Concept, Group 02, Videoprototype, WS1617


One of the most challenging aspects we discovered in our research phase is the enhancement of communication between patients and doctors. This concerns especially those patients who have trouble with taking their medication regularly and have to visit their doctor very often.
We used different ideation tools to generate as many ideas as possible to simplify this process.
After convergent thinking we decided to develop Tray.
Tray is a software-enhanced medication tray and is supported by a wearable device to improve the user-experience.
With a voice-controllable touch interface Tray helps patients to take their medication in time. The wearable device notifies the user by vibration if any interaction with Tray is necessary.
It can capture and store all relevant information – medication plan, data about the medicine, vital parameters – and send it to the patient’s doctor.
He can analyse the patient’s state of health and adjust the medication plan with a desktop application. This way, the patient can contact the doctor frequently without having to visit his office as often as before.
This gives the doctor the benefit of saving time for more urgent treatments.
To evaluate our concept, the next steps could be to test your prototype in a user research with our target groups: elderly patients and doctors.
Feedback concerning product concept, features, interface and usability may then be the foundation for another iteration in our product design process.

Story Board

Concept, Group 02, WS1617



Based on the problems we discovered in our user research the most important task of improving e-health services is creating a more straightforward and easy to use communication experience between doctor and patient. In a first step we used the divergent and convergent thinking method morphological analysis to generate as many ideas as possible. Then we decided on the most promising solution: “Tray”. “Tray” is a software enhanced medication tray. It reminds the patient to take his medication in a regular and timely manner. In fact the tray can be extended by a wearable device so the patient can be notified even when he is not near the “Tray”. Furthermore the doctor can adjust the medication plan and submit it to his patient’s “Tray”. Compared to a regular medication tray the patient does not have to memorize which medication to take and the “Tray” improves the communication between doctor and patient.
Medication can be adjusted according to the course of disease more closely.

User Research E-Health

Group 02, User Research, WS1617



The goal of our user research was to gather as much information as possible about tasks and sequences of our interviewees. We scheduled 5 interviews with people working in several fields of medical service and came up with a catalogue of questions.

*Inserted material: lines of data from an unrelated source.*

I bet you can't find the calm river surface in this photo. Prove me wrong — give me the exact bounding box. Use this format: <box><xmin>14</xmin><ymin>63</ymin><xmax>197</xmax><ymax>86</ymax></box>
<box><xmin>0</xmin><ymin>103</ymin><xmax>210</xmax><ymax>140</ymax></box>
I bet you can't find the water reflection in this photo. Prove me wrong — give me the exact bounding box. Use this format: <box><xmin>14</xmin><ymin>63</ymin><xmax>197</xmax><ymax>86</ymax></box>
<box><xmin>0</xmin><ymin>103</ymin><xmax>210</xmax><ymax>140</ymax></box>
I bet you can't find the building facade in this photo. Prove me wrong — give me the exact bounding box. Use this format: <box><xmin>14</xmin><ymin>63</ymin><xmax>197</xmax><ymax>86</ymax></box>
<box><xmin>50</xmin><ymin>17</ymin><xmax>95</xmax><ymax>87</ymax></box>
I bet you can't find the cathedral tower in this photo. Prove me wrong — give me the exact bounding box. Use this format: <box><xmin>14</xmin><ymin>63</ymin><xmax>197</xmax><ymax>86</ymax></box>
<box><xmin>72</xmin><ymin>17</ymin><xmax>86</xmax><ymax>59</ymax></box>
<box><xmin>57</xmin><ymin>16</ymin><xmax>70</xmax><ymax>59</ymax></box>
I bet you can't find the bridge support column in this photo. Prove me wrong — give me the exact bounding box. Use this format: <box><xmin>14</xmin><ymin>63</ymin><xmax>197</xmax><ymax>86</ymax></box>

Discussing e-health with an emergency assistant the most important thing is time. If any e-health-product helps to save time and get more information about the patient it is worth to establish.

One of the more important issues that should be addressed with E-Health Products is the improvement of data exchange between medical practices. With data security in mind, it should help the doctor as well as the patient to create a more straightforward experience.

Another aspect comes up when interviewing a nurse. Especially organising is a very time-consuming task as they use mostly analog methods and no central system to collect and store different data. Thus simplifying this daily workflow by using e-health-products may make it easier and more comfortable for patients as well as employees, who can then concentrate on more important tasks of nursing.

Talking to a professor and doctor at the LMU Clinic in Munich reveals great concerns regarding data protection. One of the most severe concerns being insurance companies advertising programs to decrease costs for patients allowing and therefore increase costs for patients denying access to their medical health data. People that suffer from chronicle illnesses their life long, would be classified critical from the beginning of their life and made paying more a life long.

An interview with a medical student reveals that paper-based documents from patients should be digitized so that they can be found fast and efficiently.